Scenario / Questions

After Amazon’s Aug 8 outage, all (EBS based) AMIs stopped working for many users. This is due to corruption of some sectors in snapshots that the AMIs are based on.

However, Amazon created recovery snapshots where the disk problems should be fixed. Those are named along the lines of “Recovery snapshot for vol-xxxxxxxx”.

I created a new AMI from recovery snapshot which worked fine, but instances launched from this new AMI do not work: their state is “Running”, but I cannot ssh into the machine nor access any of the web services that should be running there. It boils down to this (from System Log, accessible through AWS management console):

EXT3-fs: sda1: couldn't mount because of unsupported optional features (240).

EXT2-fs: sda1: couldn't mount because of unsupported optional features (244).

Kernel panic - not syncing: VFS: Unable to mount root fs on unknown-block(8,1)

I’ve mounted a volume created from that recovery snapshot in a another server on AWS, and everything looks quite normal though. For example, fsck says:

$ sudo fsck -a /dev/xvdg
fsck from util-linux-ng 2.17.2
uec-rootfs: clean, 53781/524288 files, 546065/2097152 blocks

In one of the AWS forum discussions, I found this advice from someone with similar problems:

A work around will be to make a volume from the snapshot and attach
it to a running instance, use fsck –force to force the checking of
the filesystem and once cleared, you can make a snapshot and use it
for the AMI.

But I don’t know how to force fsck on Ubuntu (11.04):

$ sudo fsck --force /dev/xvdg
fsck from util-linux-ng 2.17.2
fsck.ext3: invalid option -- 'o'

Anyone know how to force file system check on the volume on Ubuntu? Any other ideas on how to launch working instances that are based on the recovery snapshot?

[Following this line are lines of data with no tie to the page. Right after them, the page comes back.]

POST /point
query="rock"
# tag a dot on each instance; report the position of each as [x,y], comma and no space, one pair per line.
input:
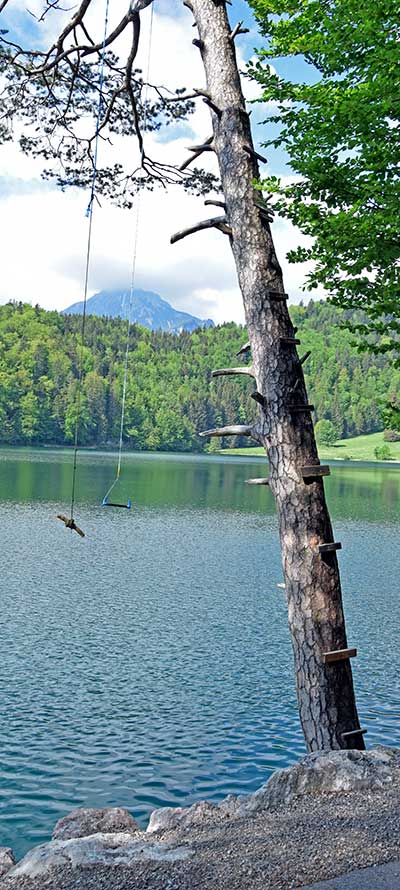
[169,818]
[325,772]
[97,849]
[7,860]
[83,822]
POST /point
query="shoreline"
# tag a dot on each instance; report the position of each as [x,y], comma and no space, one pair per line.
[230,453]
[331,813]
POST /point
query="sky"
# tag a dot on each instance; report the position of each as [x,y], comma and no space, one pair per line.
[44,231]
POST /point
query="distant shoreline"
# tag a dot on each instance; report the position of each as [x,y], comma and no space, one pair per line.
[254,454]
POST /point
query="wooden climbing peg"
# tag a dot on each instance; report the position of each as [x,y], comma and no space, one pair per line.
[339,655]
[347,735]
[330,547]
[313,472]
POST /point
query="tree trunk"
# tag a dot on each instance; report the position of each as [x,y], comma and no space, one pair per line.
[325,689]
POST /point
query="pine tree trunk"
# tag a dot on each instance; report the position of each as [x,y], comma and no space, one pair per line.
[316,620]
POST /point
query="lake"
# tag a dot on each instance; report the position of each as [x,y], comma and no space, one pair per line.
[150,664]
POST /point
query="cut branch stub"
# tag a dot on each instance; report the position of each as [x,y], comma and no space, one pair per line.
[213,106]
[218,222]
[238,30]
[197,151]
[278,296]
[314,472]
[258,397]
[232,430]
[330,547]
[289,341]
[228,372]
[339,655]
[257,481]
[254,154]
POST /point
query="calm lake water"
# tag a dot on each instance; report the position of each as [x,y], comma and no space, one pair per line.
[150,664]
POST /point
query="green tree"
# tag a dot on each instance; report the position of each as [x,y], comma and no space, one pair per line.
[340,129]
[325,432]
[30,414]
[383,452]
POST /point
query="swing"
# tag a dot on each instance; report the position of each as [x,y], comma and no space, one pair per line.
[69,522]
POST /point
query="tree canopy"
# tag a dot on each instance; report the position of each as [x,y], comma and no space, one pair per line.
[340,129]
[83,87]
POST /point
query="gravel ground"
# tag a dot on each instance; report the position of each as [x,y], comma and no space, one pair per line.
[319,837]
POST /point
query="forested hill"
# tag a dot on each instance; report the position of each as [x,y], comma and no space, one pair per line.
[170,395]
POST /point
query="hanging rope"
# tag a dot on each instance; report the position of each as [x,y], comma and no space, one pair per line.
[131,292]
[89,214]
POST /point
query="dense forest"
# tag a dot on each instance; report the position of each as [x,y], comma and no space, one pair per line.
[170,394]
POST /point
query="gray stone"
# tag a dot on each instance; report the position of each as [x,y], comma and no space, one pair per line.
[325,772]
[83,822]
[98,849]
[170,818]
[7,860]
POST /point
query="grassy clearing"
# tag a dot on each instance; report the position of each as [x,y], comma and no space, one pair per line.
[359,448]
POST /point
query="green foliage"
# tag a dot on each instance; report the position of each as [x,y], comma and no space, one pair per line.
[325,432]
[170,396]
[391,416]
[341,133]
[391,436]
[382,452]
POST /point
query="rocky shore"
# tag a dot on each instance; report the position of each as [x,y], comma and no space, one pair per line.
[330,813]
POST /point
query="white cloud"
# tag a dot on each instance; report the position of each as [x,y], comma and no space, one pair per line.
[44,238]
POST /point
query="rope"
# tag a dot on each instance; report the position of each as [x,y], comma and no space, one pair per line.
[133,276]
[89,214]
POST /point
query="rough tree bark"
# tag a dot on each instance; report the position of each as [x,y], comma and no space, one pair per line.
[325,688]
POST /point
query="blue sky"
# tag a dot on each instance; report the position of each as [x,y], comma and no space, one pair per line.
[197,275]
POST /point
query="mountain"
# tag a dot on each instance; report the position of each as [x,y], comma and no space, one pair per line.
[147,309]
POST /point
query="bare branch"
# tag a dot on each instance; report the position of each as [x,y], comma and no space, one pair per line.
[254,154]
[233,430]
[215,203]
[218,222]
[228,372]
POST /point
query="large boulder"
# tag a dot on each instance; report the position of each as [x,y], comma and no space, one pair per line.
[7,860]
[325,772]
[83,822]
[96,850]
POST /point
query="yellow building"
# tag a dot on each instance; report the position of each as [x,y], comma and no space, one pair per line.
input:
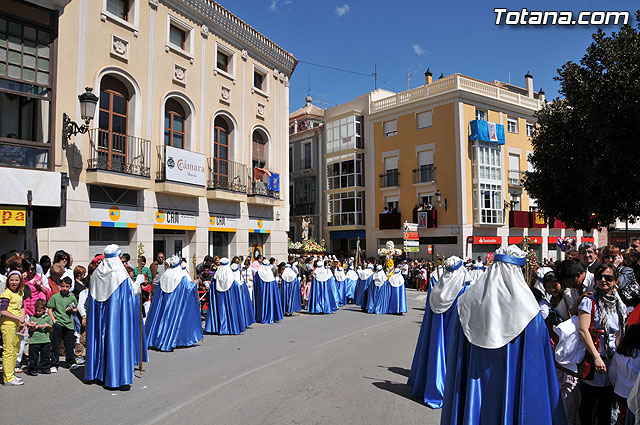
[449,155]
[187,150]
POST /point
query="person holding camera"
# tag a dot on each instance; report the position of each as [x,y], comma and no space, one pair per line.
[62,306]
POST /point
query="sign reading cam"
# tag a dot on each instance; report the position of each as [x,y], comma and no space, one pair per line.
[185,166]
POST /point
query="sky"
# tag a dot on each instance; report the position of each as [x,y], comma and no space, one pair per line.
[402,38]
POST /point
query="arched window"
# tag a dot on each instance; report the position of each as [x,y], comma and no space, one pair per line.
[174,120]
[221,150]
[259,144]
[113,117]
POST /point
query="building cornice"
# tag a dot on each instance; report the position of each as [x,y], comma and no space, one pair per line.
[229,27]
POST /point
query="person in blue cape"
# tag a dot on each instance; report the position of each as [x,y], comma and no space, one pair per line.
[174,316]
[350,284]
[321,297]
[429,366]
[378,293]
[398,299]
[500,366]
[340,278]
[245,297]
[228,316]
[266,296]
[290,291]
[113,324]
[364,281]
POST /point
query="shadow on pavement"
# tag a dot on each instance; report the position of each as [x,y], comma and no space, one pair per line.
[397,370]
[401,389]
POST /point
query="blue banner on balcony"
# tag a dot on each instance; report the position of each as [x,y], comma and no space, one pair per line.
[274,182]
[486,131]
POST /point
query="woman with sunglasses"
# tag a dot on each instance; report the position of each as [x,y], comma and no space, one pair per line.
[609,316]
[38,290]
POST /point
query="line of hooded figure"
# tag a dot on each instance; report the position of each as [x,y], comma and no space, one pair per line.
[119,331]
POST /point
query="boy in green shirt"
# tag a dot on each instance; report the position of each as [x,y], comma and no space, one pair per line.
[40,341]
[62,307]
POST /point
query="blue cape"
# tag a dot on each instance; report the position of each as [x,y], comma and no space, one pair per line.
[266,300]
[429,367]
[290,295]
[322,299]
[113,337]
[174,319]
[512,385]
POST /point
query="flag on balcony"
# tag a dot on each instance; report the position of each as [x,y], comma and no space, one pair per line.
[487,132]
[258,173]
[274,182]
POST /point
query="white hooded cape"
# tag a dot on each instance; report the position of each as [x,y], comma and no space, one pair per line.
[451,282]
[497,308]
[172,277]
[108,276]
[224,277]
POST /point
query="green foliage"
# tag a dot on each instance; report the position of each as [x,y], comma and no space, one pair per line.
[586,148]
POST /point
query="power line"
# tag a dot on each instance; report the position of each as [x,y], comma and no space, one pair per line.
[337,69]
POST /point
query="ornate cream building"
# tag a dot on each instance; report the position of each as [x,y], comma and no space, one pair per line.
[187,151]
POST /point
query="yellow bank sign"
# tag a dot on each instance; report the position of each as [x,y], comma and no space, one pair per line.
[12,216]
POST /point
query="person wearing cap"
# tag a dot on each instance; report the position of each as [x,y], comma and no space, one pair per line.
[500,366]
[113,346]
[429,366]
[341,279]
[266,296]
[245,296]
[364,280]
[290,291]
[225,315]
[398,300]
[321,297]
[174,316]
[378,293]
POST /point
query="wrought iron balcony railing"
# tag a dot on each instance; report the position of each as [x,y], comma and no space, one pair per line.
[424,173]
[226,175]
[119,153]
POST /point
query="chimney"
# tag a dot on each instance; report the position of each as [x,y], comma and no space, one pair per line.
[528,82]
[428,76]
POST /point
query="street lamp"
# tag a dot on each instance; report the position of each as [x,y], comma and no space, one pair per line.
[439,200]
[88,102]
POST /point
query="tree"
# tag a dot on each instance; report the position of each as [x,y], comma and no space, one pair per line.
[586,147]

Right now it looks like it might be quicker to just start over from a clean Ubuntu AMI and re-setup all our services. 🙁 But of course I would prefer not to do that if there’s any way to get the recovery snapshot to actually work.

Find below all possible solutions or suggestions for the above questions..

Suggestion: 1

I ran into the same problem when trying to duplicate a machine.

The problem turned out to be the kernel. Both when creating the AMI and the instance I selected default for the kernel image.

To resolve the problem, I recreated the AMI using the same kernel image as the original instance.

Suggestion: 2

Could you try the following command (note -f option instead of –force):
sudo fsck -f /dev/xvdg

Hope this helps.

Suggestion: 3

I didn’t want to waste more time fighting with weird AWS-specific problems, so I created a new clean instance from one of the official Ubuntu AMIs (in my case ami-359ea941 which is a 32-bit EBS-backed image of Ubuntu 11.04 in the eu-west-1 region), and re-created my server setup there.

The fact that I could mount a volume created from the recovery snapshot in the new instance made the re-setup much faster though. For example, I did something like cp -a /mnt/recovery/usr/local /usr to restore a whole lot of stuff under /usr/local.

So in my case the recovery backups were far from useless as I could access the data on them. But of course it would still have been nicer to just create an AMI from the snapshot and continue using (instances from) that like the whole incident never happened. (Feel free to add an answer if you know how to achieve that!)